Question

A $ 15g $ mass of nitrogen gas is enclosed in a vessel at temperature $ {{27}^{\circ }}C $ . Amount of heat transferred to the gas, so that rms velocity of molecules is doubled, is about:
  $ \text{A}\text{. }10KJ $
  $ \text{B}\text{. }0.9KJ $
  $ \text{B}\text{. 6}KJ $
  $ \text{B}\text{. 14}KJ $

Answer 1

Hint: We will calculate the amount of heat transferred to the gas by applying the equation for heat required for raising the temperature of the system by $ 1K $ at constant volume.
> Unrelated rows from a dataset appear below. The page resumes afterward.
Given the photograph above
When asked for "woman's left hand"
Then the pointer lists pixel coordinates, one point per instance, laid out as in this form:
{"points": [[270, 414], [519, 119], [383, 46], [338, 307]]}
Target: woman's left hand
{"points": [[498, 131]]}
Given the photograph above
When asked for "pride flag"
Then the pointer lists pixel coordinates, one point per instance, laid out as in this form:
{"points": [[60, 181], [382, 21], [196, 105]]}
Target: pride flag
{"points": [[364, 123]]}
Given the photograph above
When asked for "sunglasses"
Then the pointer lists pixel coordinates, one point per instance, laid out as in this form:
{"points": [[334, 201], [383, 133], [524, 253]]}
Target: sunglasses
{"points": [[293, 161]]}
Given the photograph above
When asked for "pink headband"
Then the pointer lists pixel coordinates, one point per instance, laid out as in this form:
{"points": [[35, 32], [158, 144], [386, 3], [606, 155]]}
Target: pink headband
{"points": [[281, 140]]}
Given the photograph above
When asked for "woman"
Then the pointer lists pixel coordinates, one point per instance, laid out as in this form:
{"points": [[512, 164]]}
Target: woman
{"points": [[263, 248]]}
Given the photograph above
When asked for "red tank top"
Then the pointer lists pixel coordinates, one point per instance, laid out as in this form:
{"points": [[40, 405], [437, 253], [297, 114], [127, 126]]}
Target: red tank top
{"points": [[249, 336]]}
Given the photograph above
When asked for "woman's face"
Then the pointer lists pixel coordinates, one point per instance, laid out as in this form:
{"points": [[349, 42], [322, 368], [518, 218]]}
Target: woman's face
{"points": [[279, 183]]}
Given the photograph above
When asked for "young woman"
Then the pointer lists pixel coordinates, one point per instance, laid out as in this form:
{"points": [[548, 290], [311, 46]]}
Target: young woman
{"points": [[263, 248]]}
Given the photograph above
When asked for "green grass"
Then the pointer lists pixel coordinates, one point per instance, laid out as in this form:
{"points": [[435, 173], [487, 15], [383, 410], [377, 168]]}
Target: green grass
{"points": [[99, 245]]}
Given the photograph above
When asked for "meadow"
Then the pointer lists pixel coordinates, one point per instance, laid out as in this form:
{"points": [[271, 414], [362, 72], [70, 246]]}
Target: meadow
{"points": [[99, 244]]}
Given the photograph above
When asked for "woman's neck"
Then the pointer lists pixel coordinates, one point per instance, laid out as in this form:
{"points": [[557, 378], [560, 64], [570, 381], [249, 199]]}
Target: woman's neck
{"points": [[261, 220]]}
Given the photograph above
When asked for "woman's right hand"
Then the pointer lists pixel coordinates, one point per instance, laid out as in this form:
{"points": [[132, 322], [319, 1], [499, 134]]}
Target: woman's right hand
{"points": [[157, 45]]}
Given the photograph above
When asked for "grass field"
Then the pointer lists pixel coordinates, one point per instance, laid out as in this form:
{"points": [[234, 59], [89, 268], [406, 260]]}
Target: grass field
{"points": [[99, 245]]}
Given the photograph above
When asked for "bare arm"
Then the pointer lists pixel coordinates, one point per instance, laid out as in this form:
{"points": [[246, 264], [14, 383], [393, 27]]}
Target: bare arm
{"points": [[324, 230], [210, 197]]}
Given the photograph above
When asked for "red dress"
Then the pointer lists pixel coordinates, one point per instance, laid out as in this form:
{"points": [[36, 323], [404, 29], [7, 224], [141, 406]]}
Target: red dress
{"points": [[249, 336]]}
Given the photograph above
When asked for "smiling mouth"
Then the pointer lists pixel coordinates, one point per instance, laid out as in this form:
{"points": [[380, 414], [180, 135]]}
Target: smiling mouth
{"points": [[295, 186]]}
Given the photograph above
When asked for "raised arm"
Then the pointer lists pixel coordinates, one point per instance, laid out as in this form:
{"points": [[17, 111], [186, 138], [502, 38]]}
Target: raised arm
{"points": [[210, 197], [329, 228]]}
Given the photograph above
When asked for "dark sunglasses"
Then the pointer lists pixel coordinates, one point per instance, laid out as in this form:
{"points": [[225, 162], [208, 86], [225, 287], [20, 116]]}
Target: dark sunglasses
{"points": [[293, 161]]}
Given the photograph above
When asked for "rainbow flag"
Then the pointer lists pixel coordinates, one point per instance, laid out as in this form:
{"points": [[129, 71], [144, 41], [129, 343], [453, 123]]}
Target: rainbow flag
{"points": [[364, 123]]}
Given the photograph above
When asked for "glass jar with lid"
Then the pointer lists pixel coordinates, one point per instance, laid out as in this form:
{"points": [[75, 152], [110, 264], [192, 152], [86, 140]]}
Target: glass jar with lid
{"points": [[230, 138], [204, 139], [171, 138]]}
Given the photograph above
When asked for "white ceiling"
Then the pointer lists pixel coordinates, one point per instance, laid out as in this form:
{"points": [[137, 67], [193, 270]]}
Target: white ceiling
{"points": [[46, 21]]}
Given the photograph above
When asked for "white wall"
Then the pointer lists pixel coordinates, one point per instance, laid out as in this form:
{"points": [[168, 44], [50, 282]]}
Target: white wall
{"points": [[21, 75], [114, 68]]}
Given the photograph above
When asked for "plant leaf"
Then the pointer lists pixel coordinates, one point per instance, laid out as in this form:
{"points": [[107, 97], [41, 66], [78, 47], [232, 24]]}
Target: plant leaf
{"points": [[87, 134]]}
RMS velocity of gas is directly proportional to the square root of temperature.

Formula used:
For constant pressure, $ Q=n{{C}_{P}}dt $
For constant volume, $ Q=n{{C}_{V}}\Delta T $

Complete step-by-step answer:
We are given that the gas is enclosed in a vessel; it means that the gas undergoes an isochoric process.
An isochoric process is the thermodynamic process in which volume of the gas is held constant; meaning the work done by the gas is zero. Any heat energy transferred to the system externally is absorbed as the internal energy of the system or the gas.
Heat capacity of a gas is expressed as the amount of heat required to raise the temperature of a certain amount of gas by $ 1K $ .
The value of Heat capacity depends on whether the heat is added at constant pressure or at constant volume.
Expression for heat required to increase the temperature of system by $ 1K $ at constant pressure,
  $ Q=n{{C}_{P}}dt $
Expression for heat required to increase the temperature of system by $ 1K $ at constant volume,
  $ Q=n{{C}_{V}}dt $
As the gas is enclosed in vessel, it is undergoing isochoric process, so,
  $ Q=n{{C}_{V}}\Delta T $
Number of moles of Nitrogen gas, $ n=\dfrac{15}{28} $
For diatomic gases, $ {{C}_{V}}=\dfrac{5}{2}R $
RMS velocities of gas molecules is directly proportional to the square root of temperature
As the RMS velocity of gas molecules is doubled, it means that the temperature of gas has become four times the initial temperature
  $ T'=4T $
Temperature $ T $ is given as $ {{27}^{\circ }}C $ , or $ 300K $
It gives,
  $ \begin{align}
  & \Delta T=4T-T \\
 & \Delta T=3T=3\times 300 \\
 & \Delta T=900 \\
\end{align} $
Also, $ R=8.314J $
We have, $ Q=n{{C}_{V}}\Delta T $
  $ \begin{align}
  & Q=\dfrac{15}{28}\times \dfrac{5\times R}{2}\times 900 \\
 & Q=\dfrac{15}{28}\times \dfrac{5\times 8.314}{2}\times 900=1002.13\approx 10,000 \\
\end{align} $
  $ Q=10000J $
The amount of heat transferred to the gas is $ 10KJ $
Hence, the correct option is A.

Note: In the above question, we were given that the vessel is kept closed while transferring heat to the gas, it means the volume of the gas will remain constant throughout the process. Therefore we used the equation for heat required to raise the temperature of the system by $ 1K $ at constant volume. Also, while applying the equation, temperature or the change in temperature is always taken in kelvin. $\text{Temperature in Kelvin = Temperature in Celsius + 273} $.